Option Question

Discussion in 'Options' started by Trinitytrader, May 16, 2008.

  1. On Monday I was looking at selling the 32.00 strike Puts on WFMI for around .40 figuring with 5 days till expiration I could net the premium. The stock gaped down Wednesday morning to open at 30.00, the question is would the option be exercised at 32.00 strike where by I could then sell the stock short or would I have been exercised at the 30.00 open. Any comments would be appreciated.
  2. rosy2


    you sold the 32 strike option. wednesdays open @30 is irrelevant.
  3. Thanks for the reply, so I would be exercised at 32 and own the stock at that price, where by I could then sell short the stock and my gain would be the difference from the 32 strike to it's current price correct?
  4. You sold a put @ 32 Strike .... if the underlying is at 30 and you get excercised, then you loss is $2.00 - Premuin you received ....

    No matter how you look at it you lost some money .....
  5. What happens now is that you can get excercised if you did not close your short puts.

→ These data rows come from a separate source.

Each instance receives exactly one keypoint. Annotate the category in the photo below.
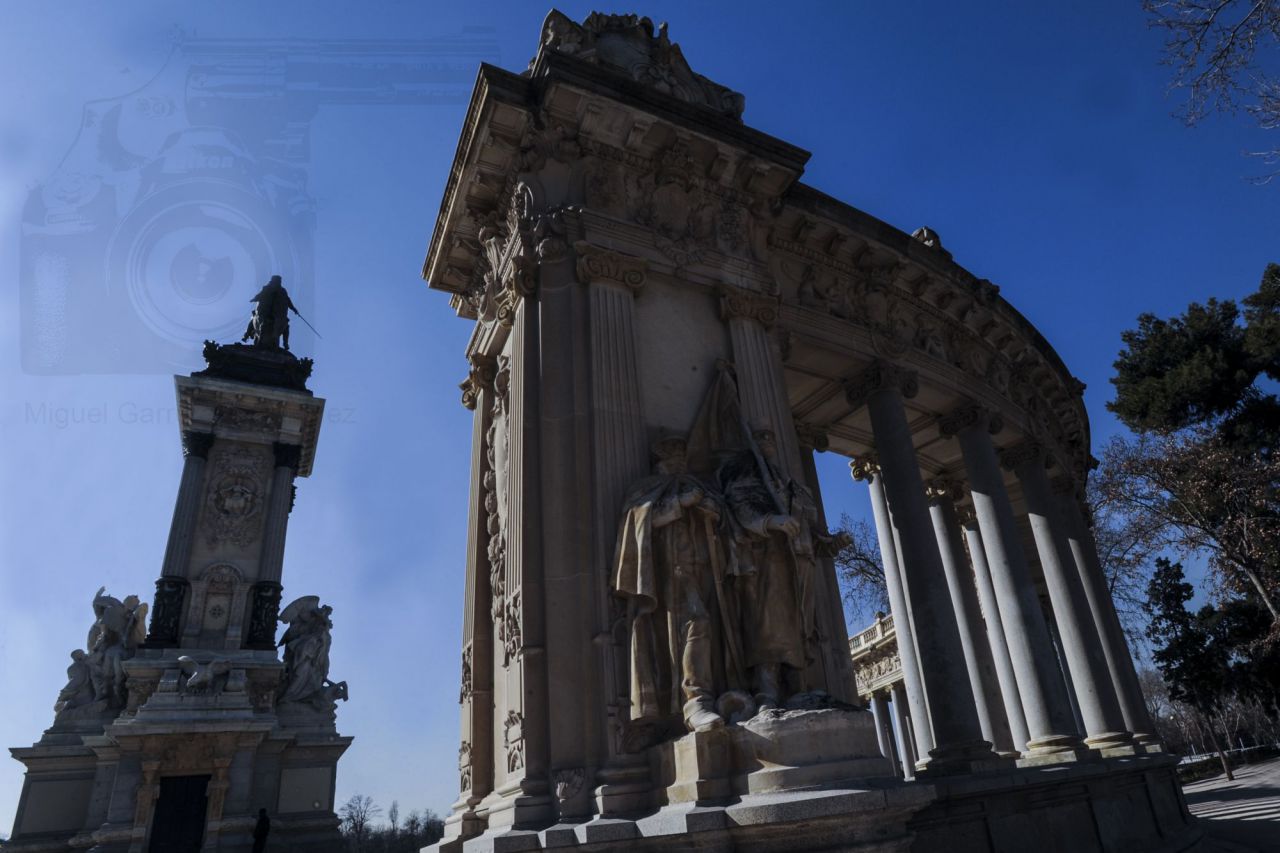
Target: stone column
(959, 746)
(1095, 692)
(837, 666)
(880, 712)
(964, 601)
(265, 606)
(475, 698)
(1084, 552)
(1045, 702)
(865, 468)
(905, 751)
(759, 370)
(996, 637)
(621, 456)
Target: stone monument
(173, 738)
(667, 325)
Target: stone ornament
(627, 45)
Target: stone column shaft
(913, 690)
(1095, 693)
(964, 601)
(1008, 682)
(906, 755)
(946, 682)
(1045, 702)
(1124, 676)
(177, 553)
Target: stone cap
(251, 413)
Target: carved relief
(236, 496)
(513, 739)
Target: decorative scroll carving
(736, 302)
(881, 375)
(864, 468)
(234, 497)
(595, 264)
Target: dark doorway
(178, 825)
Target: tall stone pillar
(1095, 692)
(913, 690)
(621, 456)
(1045, 701)
(1084, 553)
(1008, 682)
(759, 370)
(839, 669)
(475, 698)
(172, 587)
(959, 746)
(265, 606)
(964, 600)
(903, 731)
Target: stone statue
(306, 649)
(118, 629)
(670, 570)
(80, 685)
(270, 320)
(771, 556)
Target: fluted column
(996, 635)
(1045, 702)
(865, 468)
(1095, 692)
(964, 601)
(901, 729)
(759, 370)
(1084, 552)
(621, 456)
(958, 733)
(475, 696)
(177, 553)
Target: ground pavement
(1242, 815)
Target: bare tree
(1223, 55)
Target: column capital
(969, 415)
(480, 378)
(812, 437)
(287, 455)
(597, 265)
(881, 375)
(736, 302)
(942, 488)
(864, 466)
(1028, 451)
(196, 443)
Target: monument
(173, 738)
(667, 325)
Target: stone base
(1130, 804)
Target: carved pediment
(629, 45)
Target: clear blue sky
(1036, 138)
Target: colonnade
(982, 679)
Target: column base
(1056, 749)
(1112, 744)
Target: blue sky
(1036, 138)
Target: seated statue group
(716, 562)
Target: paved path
(1242, 815)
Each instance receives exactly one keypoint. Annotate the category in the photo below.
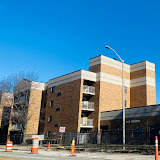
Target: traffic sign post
(61, 130)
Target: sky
(56, 37)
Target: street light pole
(123, 100)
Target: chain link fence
(133, 137)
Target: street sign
(62, 129)
(40, 137)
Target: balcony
(21, 99)
(18, 113)
(86, 123)
(87, 106)
(88, 90)
(15, 127)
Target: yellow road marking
(1, 158)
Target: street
(65, 155)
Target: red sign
(62, 129)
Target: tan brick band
(143, 73)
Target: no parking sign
(62, 129)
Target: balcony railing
(21, 99)
(86, 123)
(87, 106)
(88, 89)
(15, 127)
(18, 113)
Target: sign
(40, 137)
(62, 129)
(133, 121)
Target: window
(51, 103)
(125, 89)
(58, 109)
(50, 119)
(137, 133)
(53, 89)
(58, 94)
(49, 133)
(56, 125)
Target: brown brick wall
(96, 114)
(143, 73)
(5, 102)
(138, 96)
(33, 112)
(96, 68)
(110, 70)
(111, 96)
(151, 95)
(69, 103)
(43, 112)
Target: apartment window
(56, 125)
(58, 109)
(50, 119)
(58, 94)
(125, 89)
(53, 89)
(49, 133)
(125, 103)
(137, 133)
(51, 103)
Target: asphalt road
(62, 155)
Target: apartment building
(76, 100)
(6, 101)
(26, 107)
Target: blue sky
(55, 37)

By excercising, you will now own WFMI shares bought at $32. With WFMI now at $30, you would automatically lose $2 per share after owning the shares.

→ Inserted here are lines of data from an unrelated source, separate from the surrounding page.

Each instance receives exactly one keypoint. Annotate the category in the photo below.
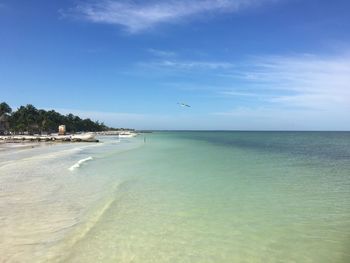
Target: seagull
(184, 104)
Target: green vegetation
(32, 120)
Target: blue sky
(240, 64)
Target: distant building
(62, 129)
(4, 124)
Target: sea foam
(78, 163)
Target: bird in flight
(184, 104)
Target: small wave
(78, 163)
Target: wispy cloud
(137, 16)
(302, 81)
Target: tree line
(32, 120)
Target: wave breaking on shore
(79, 163)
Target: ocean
(179, 197)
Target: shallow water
(180, 197)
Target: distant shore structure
(62, 130)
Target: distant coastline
(28, 120)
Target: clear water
(180, 197)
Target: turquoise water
(190, 197)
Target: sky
(240, 64)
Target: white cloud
(320, 83)
(137, 16)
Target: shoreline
(86, 137)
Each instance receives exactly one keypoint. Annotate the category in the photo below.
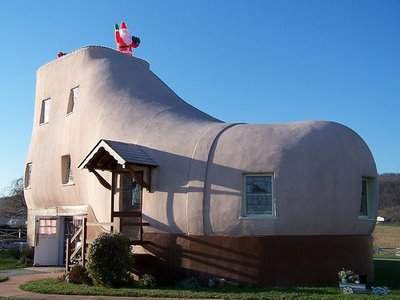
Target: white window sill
(366, 218)
(257, 217)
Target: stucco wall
(317, 165)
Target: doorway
(131, 201)
(48, 241)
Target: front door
(47, 241)
(131, 201)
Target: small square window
(258, 195)
(66, 170)
(47, 226)
(45, 111)
(28, 172)
(73, 97)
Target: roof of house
(124, 153)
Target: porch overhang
(118, 157)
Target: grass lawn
(387, 273)
(8, 262)
(387, 235)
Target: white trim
(243, 212)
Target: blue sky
(249, 61)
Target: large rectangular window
(66, 171)
(131, 193)
(45, 111)
(73, 97)
(28, 172)
(364, 197)
(258, 195)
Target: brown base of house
(261, 261)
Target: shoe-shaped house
(273, 204)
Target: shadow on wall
(178, 180)
(263, 261)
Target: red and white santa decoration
(125, 41)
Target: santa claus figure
(125, 41)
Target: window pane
(259, 195)
(66, 169)
(45, 111)
(136, 194)
(259, 204)
(28, 171)
(364, 198)
(73, 96)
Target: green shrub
(14, 252)
(110, 260)
(189, 283)
(78, 275)
(148, 280)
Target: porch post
(112, 199)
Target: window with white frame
(364, 206)
(47, 226)
(45, 111)
(73, 97)
(258, 195)
(66, 170)
(28, 172)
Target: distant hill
(389, 196)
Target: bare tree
(14, 204)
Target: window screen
(73, 97)
(28, 172)
(364, 197)
(45, 111)
(66, 169)
(258, 195)
(47, 226)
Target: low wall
(262, 261)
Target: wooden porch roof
(107, 154)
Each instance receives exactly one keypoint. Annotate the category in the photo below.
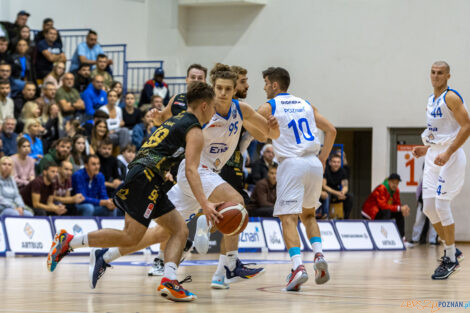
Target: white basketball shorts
(299, 183)
(443, 182)
(181, 195)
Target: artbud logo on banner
(28, 235)
(252, 236)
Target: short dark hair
(88, 157)
(198, 67)
(279, 75)
(199, 91)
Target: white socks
(79, 241)
(170, 270)
(111, 255)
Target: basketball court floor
(395, 281)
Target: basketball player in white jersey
(448, 127)
(300, 171)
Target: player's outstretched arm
(461, 116)
(330, 135)
(194, 143)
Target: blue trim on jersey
(272, 102)
(228, 114)
(237, 103)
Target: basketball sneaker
(173, 290)
(59, 248)
(157, 268)
(241, 272)
(201, 238)
(446, 268)
(218, 282)
(321, 269)
(97, 266)
(296, 278)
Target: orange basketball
(234, 218)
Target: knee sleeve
(444, 211)
(429, 209)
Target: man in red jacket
(384, 203)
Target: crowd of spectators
(67, 134)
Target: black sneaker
(445, 269)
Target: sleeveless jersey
(221, 136)
(441, 128)
(297, 127)
(165, 148)
(179, 104)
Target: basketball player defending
(143, 194)
(448, 127)
(300, 171)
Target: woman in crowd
(117, 132)
(23, 164)
(55, 77)
(11, 202)
(32, 132)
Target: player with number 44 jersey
(300, 171)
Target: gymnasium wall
(363, 63)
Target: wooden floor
(360, 282)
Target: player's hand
(212, 216)
(419, 151)
(442, 159)
(405, 210)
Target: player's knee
(444, 211)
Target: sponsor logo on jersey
(216, 148)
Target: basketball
(234, 218)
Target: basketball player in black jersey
(143, 196)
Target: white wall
(364, 63)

    Does that clear things out? Remember, you sold puts at $32. In other words, you wanted to buy the shares at $32. Selling short puts is the same thing as buying calls (just in a different format). In the end, you really wanted WFMI to go higher so that you could keep the premium collected.

    It just so happens that this position backfired. You should have sold out and took your loss rather than use more capital to own the shares and possibly lose even more. Ouch. Hope you see the picture.

  6. Tums


    after the exercise, the broker gives you the stock, then takes $32 out of your account.

    you own the stock.
    the stock cost you $32.

    you received $0.40 premium from the option. Therefore your net cost is $31.60
    (disregarding commission and exercise cost for the moment.)

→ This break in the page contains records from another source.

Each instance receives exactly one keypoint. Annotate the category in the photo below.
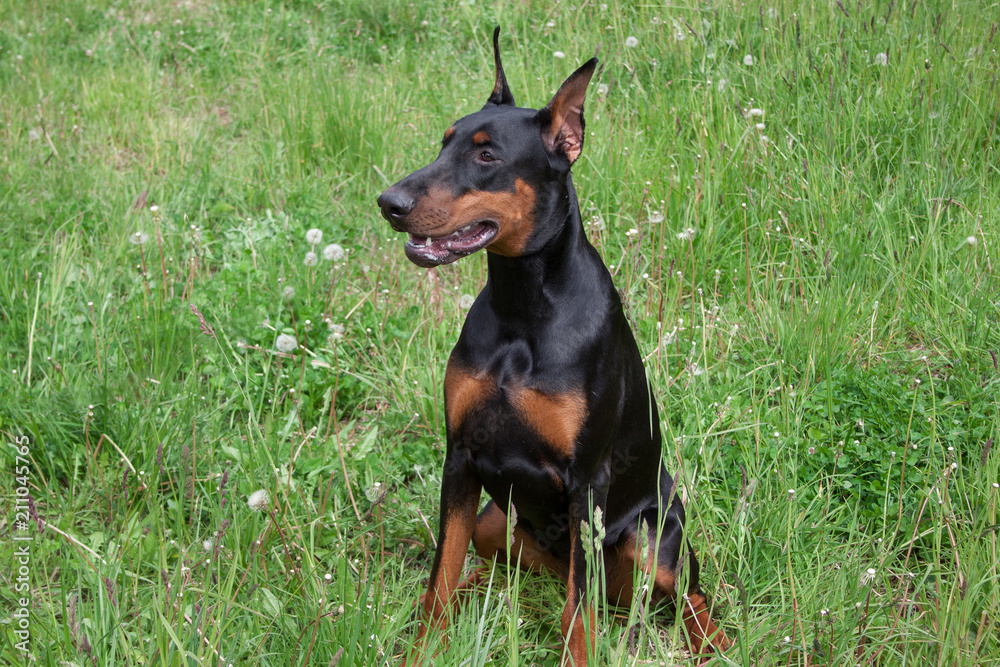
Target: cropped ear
(501, 95)
(562, 118)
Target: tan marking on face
(557, 418)
(440, 214)
(462, 391)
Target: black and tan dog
(547, 403)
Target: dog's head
(498, 171)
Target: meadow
(223, 431)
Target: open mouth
(428, 251)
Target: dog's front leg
(578, 617)
(459, 501)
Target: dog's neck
(533, 286)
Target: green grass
(830, 327)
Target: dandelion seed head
(333, 253)
(285, 343)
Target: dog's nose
(395, 206)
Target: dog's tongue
(426, 251)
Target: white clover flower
(285, 343)
(333, 253)
(257, 500)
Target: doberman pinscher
(547, 404)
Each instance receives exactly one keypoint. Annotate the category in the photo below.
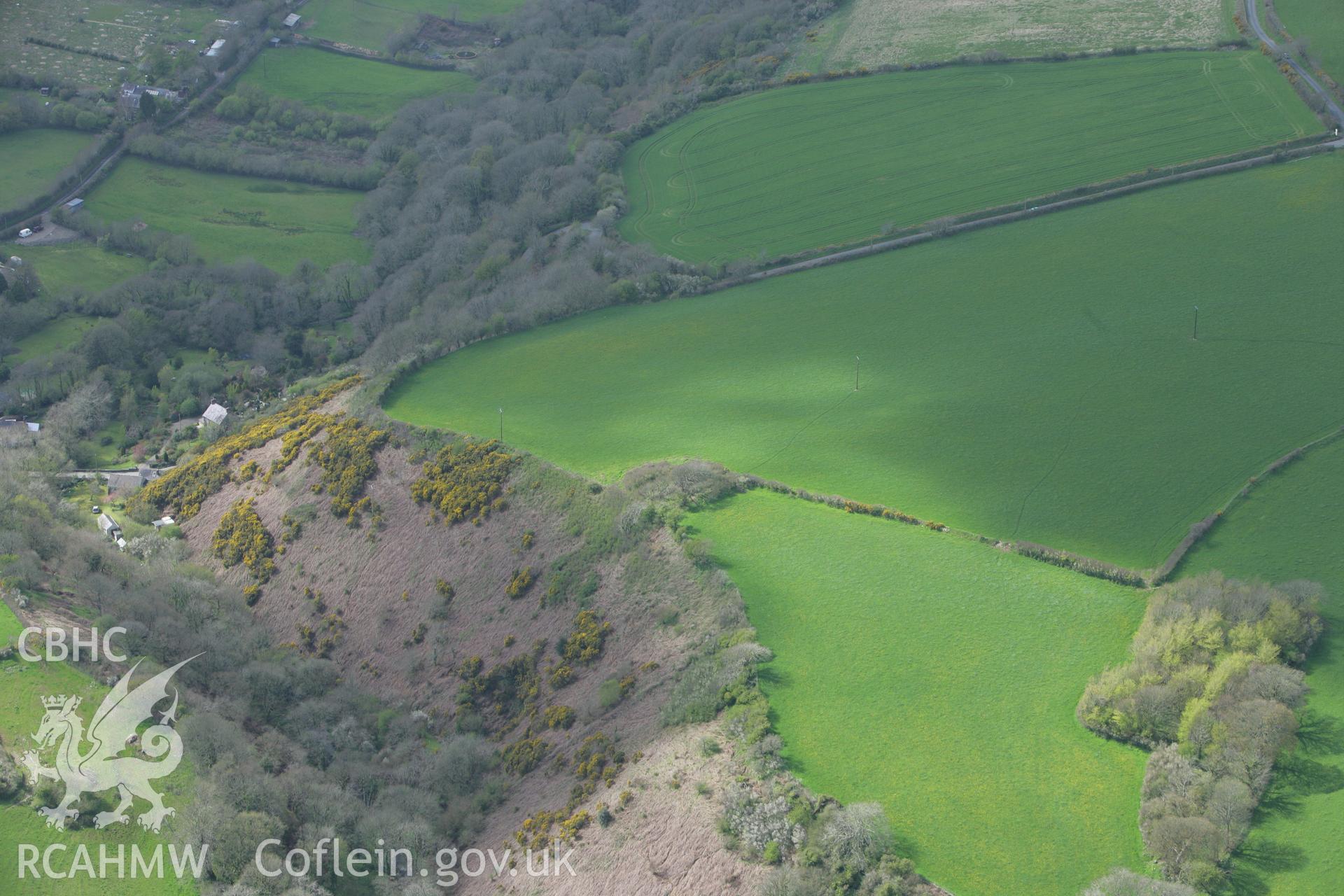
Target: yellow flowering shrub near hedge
(242, 538)
(465, 480)
(186, 486)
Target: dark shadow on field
(1280, 799)
(1307, 777)
(1272, 856)
(1245, 881)
(1320, 735)
(769, 675)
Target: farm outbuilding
(214, 414)
(131, 480)
(109, 527)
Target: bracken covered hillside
(553, 618)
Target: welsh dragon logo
(109, 760)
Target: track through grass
(1035, 381)
(823, 164)
(939, 676)
(81, 265)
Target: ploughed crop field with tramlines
(1014, 382)
(835, 163)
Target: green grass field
(344, 83)
(230, 218)
(81, 266)
(836, 163)
(22, 687)
(33, 160)
(1035, 381)
(1292, 528)
(370, 24)
(1322, 24)
(875, 33)
(939, 676)
(58, 335)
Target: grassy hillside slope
(1292, 528)
(1018, 382)
(939, 676)
(873, 33)
(831, 163)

    now the stock is trading at $30.

    you can do whatever you want with it.
    1. you can keep the stock and hope it will go up.
    2. you can sell the stock to recoup some money, but you are not selling it "short" because you have the physical stock (so to speak.)
  7. Misinformation! Selling a naked put is not anywhere CLOSE to the same thing as buying calls. (except that both positions result in you being long delta). You have opposite positions on all the other risks. A naked put makes you short gamma, long theta, and short vega vs a long call makes you long gamma, short theta, and long vega. You'd be long rho in both cases, but for a 3 day to expiration option that's pretty much irrelevant.

    But to the OP (I may be a bit late on this seeing how expiration is today)..

    But on Wednesday, you could've:
    - Held the option position. BE READY TO TAKE ASSIGNMENT. There are people who will exercise puts that are 7% ITM a day or 2 early.
    - Close out the option position at a loss.
    - Offset your position by short selling the stock, so you will be flat after the anticipated assignment.

    If you have done nothing, expect the following to happen to your account on Monday for each contract you sold:
    - debited for $3200
    - credited with 100 shares of WFMI
  8. Thanks I believe I've got it, like I said this was not a trade I made I was just looking at it on Monday as a possible short term premium play.